In my research, I need to find an indicator function in an open ball $U\subseteq L^p((X, \sum, \mu)$ of radius $\epsilon$ centered at $0$.

Let $\delta<\epsilon$ and $A\subseteq X$ be a measurable set with $\mu(A)<\delta$. Is it true the indicator function $1_A$ is in $U$?

Answer 1

This is a a little too long for a comment. So I organize it as an answer.

First: In general case, without additional conditions, it may happen that the only indicator function in an open ball $U\subseteq L^p(X, \Sigma, \mu)$ of radius $\epsilon$ centered at $0$ is the indicator function of the empty set as we see in the following example:

Consider $(\Bbb N, 2^{\Bbb N}, \#)$ where $\#$ is the counting measure. Clearly $(\Bbb N, 2^{\Bbb N}, \#)$ is $\sigma$-finite. Take any $\varepsilon = \frac{1}{2}$. Then, for any set $S \subseteq \Bbb N$ and $p \in [1, +\infty)$, if $$ \left ( \int (\chi_S)^p d\#\right)^\frac{1}{p} = (\#S)^\frac{1}{p} < \frac{1}{2} = \varepsilon$$ then $\#S=0$. So $S=\emptyset$.

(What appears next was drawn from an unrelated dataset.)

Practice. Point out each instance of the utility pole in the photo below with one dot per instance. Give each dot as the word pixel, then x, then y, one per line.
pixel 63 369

So the indicator function of the empty set is the only only indicator function in an open ball $U\subseteq L^p(X, \Sigma, \mu)$ of radius $\frac{1}{2} $ centered at $0$.

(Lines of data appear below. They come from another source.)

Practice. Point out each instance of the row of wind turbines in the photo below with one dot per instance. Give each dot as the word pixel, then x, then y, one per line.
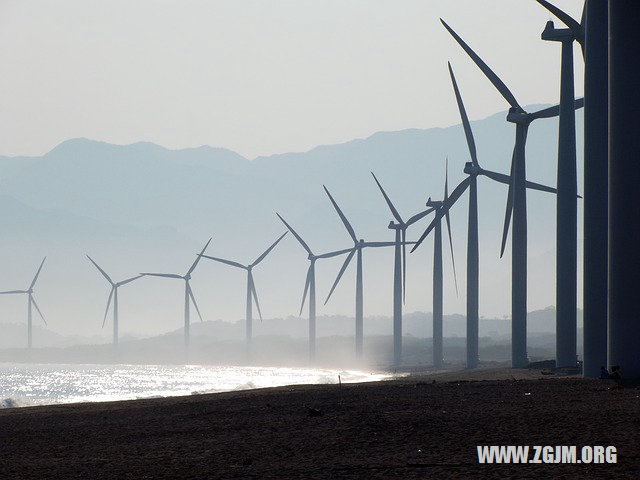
pixel 515 214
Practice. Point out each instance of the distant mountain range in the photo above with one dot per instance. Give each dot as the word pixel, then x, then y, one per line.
pixel 282 341
pixel 142 207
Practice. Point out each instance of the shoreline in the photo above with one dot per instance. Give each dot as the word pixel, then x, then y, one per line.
pixel 411 427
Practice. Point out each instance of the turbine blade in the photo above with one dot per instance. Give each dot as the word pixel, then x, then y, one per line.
pixel 37 273
pixel 104 320
pixel 379 244
pixel 33 300
pixel 493 78
pixel 101 270
pixel 554 111
pixel 340 273
pixel 419 216
pixel 388 200
pixel 453 260
pixel 298 237
pixel 226 262
pixel 255 297
pixel 468 133
pixel 541 188
pixel 268 250
pixel 502 178
pixel 335 254
pixel 306 288
pixel 129 280
pixel 574 26
pixel 446 205
pixel 345 222
pixel 193 299
pixel 507 219
pixel 195 263
pixel 164 275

Second: On the other hand, given a measure space $(X, \sigma, \mu)$, if we assume the additional condition that

for every $\varepsilon >0$, there is a measurable set $A$ such that $0<\mu(A)<\varepsilon$ $\:\:\:(1)$

it is immediate that, taking a measurable set $A$ such that $0<\mu(A)<\varepsilon^p$, we have $$ \left ( \int (\chi_A)^p d\mu \right)^\frac{1}{p} = (\mu(A))^\frac{1}{p} < \varepsilon$$ and clealy $\chi_A \neq 0$ (because $\mu(A)> 0$).

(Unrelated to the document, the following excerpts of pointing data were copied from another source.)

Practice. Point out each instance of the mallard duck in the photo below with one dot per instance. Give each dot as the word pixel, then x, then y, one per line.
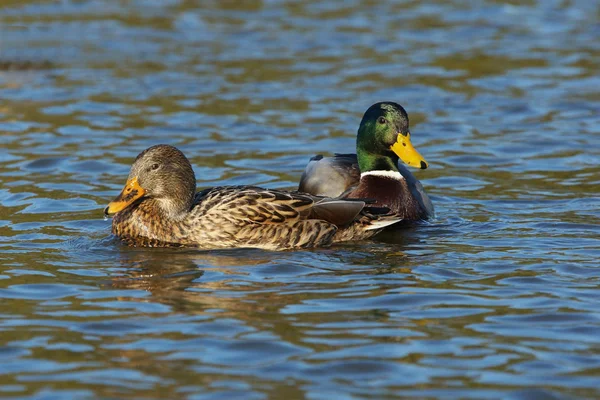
pixel 374 172
pixel 159 207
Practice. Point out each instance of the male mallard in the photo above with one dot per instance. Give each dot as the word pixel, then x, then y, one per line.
pixel 374 173
pixel 159 207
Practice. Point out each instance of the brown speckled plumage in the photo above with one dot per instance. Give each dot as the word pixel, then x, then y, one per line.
pixel 233 216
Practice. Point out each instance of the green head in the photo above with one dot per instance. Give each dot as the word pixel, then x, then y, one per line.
pixel 383 137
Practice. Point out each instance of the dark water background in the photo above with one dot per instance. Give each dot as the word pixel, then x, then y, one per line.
pixel 499 297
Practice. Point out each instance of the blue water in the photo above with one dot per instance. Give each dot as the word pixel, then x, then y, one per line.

Third: The condition $(1)$ is pretty simple. Another simple condition that implies condition $(1)$ is:

There are measurable sets with finite positive measure in $(X, \sigma, \mu)$ and there is no $\mu$-atom. $\:\:\:(2)$

It is easy to prove that $(2)$ implies $(1)$. But, of course, $(1)$ does not imply $(2)$.

We also have

There is $f \in L^1(X, \Sigma, \mu) \setminus L^\infty(X, \Sigma, \mu)$. $\:\:\:(3)$

Condition $(3)$ is actually equivalent to condition $(1)$.

Answer 2

Let $A$ such that $\mu(A)\le \epsilon^p$, $$\left\|\mathbf 1_A - \mathbf 0\right\|_p = \left(\int_{X} \left(\mathbf 1_{A}(x) - \mathbf 0(x)\right)\mathrm d\mu(x)\right)^{\frac1p} = \mu(A)^{\frac1p} \le \epsilon$$ so $\mathbf 1_{A} \in U$.